In an effort to emphasize the “demand side” nature of the current recession, many economists have drawn clear lines of distinction between “structural” unemployment and that caused by “inadequate demand.” The attempt to distinguish caused some to lose sight of what “structural” unemployment really means in the context of the current business cycle. The truth is that “structural” and “demand driven” unemployment are two sides of the same coin. This also means, however, that “structural” advocates should stop stressing the relevance of concepts like “skills mismatch” and “zero marginal productivity” (ZMP), because the core of the problem is not lack of employability.
What brings me to make this argument is Peter Lewin’s comment on Edward Lazear’s WSJ op-ed. Lazear points out that, while the bulk of cyclical unemployment impacted a tight range of industries, it’s these same markets that have been seeing a rise in the pool of labor as unemployment falls. He suggests that the culprit is lack of growth, not the inflexibility of movement of labor between industries. Lewin is somewhat skeptical, because his explanation of the cycle is “structural” and there is evidence that resources had been misallocated during the boom.
If they were debating, I’d say that Lewin and Lazaer are talking past each other — but, this is essentially what’s occurring within the profession. I agree with Lewin that the cycle is characterized by the re-allocation of resources, responding to a previous period of malinvestment. But, this doesn’t mean that long periods of high unemployment are caused by large quantities of labor not having skills in demand. If this were the case then we’d also have to ascribe the same degree of rigidity to the use of capital goods, where capital goods in current form provide no use for what firms are looking to produce. Production decisions, though, have to consider income expectations and weigh these against the costs of production. If there is a “skills mismatch” the entrepreneur has to decide whether it’s worth the cost to re-train (much like she has to decide whether it’s worth the cost to scrap a certain capital good and manufacture the one she needs). Oftentimes, entrepreneurs simply have to choose to produce between a range of outputs dictated by the current state of inputs.
Both Lazaer and Lewin are right. Entrepreneurs have to allocate resources, including attracting labor. The allocation decision is made on the basis of profit and loss. This causes a lot of entrepreneurs to invest where there already exists a willing and able pool of labor. The question is, why hasn’t this investment taken place?

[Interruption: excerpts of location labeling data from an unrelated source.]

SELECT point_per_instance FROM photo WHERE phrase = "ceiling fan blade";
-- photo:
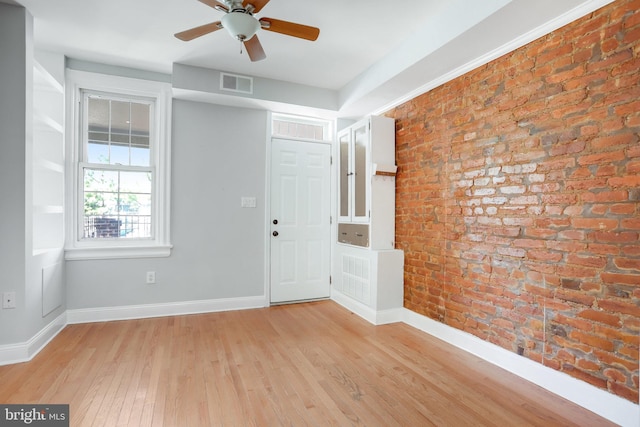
(254, 49)
(290, 28)
(198, 31)
(257, 4)
(214, 4)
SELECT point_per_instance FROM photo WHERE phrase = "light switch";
(248, 202)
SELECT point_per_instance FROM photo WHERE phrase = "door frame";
(267, 212)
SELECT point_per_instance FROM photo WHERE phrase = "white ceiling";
(372, 53)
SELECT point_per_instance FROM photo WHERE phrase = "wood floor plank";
(312, 364)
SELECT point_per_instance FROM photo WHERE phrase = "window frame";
(76, 247)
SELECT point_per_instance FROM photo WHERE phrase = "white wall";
(20, 270)
(218, 156)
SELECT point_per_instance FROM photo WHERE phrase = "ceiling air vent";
(235, 83)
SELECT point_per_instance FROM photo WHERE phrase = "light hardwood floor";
(295, 365)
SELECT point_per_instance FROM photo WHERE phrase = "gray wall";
(14, 42)
(218, 156)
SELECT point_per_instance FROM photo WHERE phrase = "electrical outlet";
(9, 300)
(151, 277)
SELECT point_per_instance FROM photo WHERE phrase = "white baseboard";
(107, 314)
(23, 352)
(601, 402)
(381, 317)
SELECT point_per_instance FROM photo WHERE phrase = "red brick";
(599, 158)
(601, 317)
(558, 236)
(626, 279)
(587, 261)
(595, 223)
(605, 196)
(625, 181)
(627, 263)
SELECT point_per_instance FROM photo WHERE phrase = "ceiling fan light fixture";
(241, 26)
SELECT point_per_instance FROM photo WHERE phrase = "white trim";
(382, 317)
(128, 312)
(574, 14)
(24, 352)
(160, 251)
(601, 402)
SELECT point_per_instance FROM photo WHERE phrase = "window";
(119, 149)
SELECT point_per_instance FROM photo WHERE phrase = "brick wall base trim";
(607, 405)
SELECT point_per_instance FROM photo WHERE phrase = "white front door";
(300, 222)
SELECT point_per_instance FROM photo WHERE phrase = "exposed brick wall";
(518, 200)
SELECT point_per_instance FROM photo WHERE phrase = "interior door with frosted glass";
(300, 220)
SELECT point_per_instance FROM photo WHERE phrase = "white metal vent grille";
(235, 83)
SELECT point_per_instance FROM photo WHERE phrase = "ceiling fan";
(242, 25)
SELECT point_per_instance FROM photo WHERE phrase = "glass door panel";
(344, 175)
(360, 172)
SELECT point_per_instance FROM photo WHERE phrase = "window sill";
(76, 254)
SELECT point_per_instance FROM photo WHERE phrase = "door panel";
(300, 220)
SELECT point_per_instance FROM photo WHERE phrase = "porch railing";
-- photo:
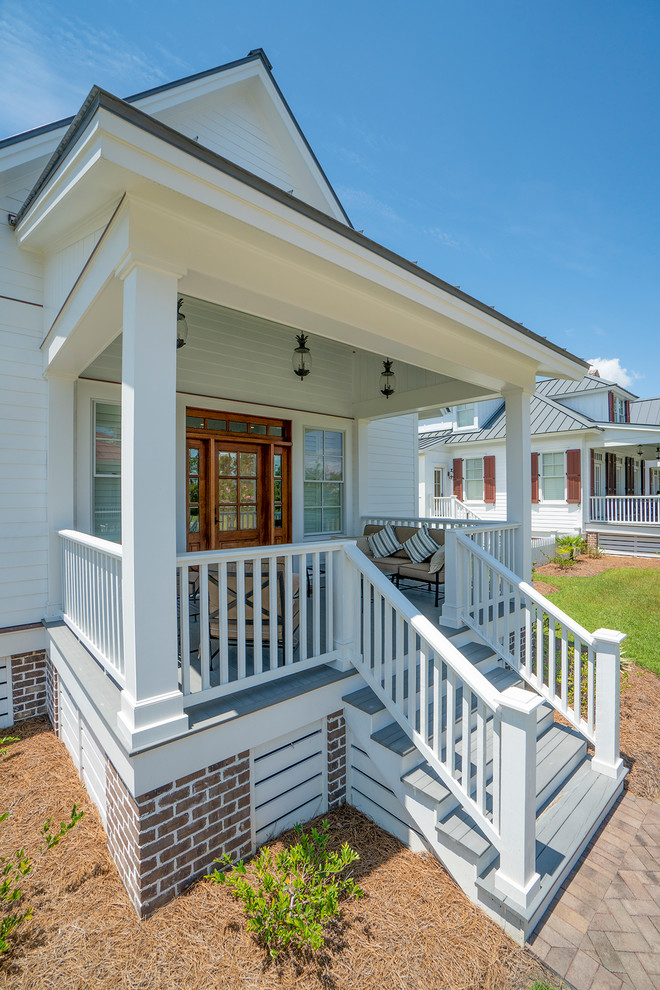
(451, 507)
(91, 588)
(250, 616)
(464, 728)
(638, 510)
(433, 522)
(570, 667)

Here, the more traditional explanations for unemployment come into play: wage rigidity, ZMP, et cetera. All these probably have some influence on the rate of unemployment. I think that another proximate cause has much more explanatory power in this current recession, though: an “underemployment” equilibrium. That is, where a “fixed” (used in a relative sense) stock of firms, which prefer to higher less labor at a higher price, because they expect higher productivity (rather than more labor and a lower price). If I’m right, then Lazaer’s argument holds a lot of weight. If there were more investment — more entrepreneurs, more (or larger) firms, et cetera — then there would be higher demand for labor.
Why is there “inadequate demand?” I blame an illiquid banking sector.
In any case, we can apply the same argument to comment on the recession, in general. It was caused by a misallocation of resources, led on by “phantom profits,” and as such the recovery is characterized by changes in resource allocation. In this sense, we’re talking about a “structural” problem. At the same time, the decision to invest is a decision to demand, and an economy where the necessary re-allocations aren’t taking place is an economy beset by “inadequate demand” (more accurately, depressed production).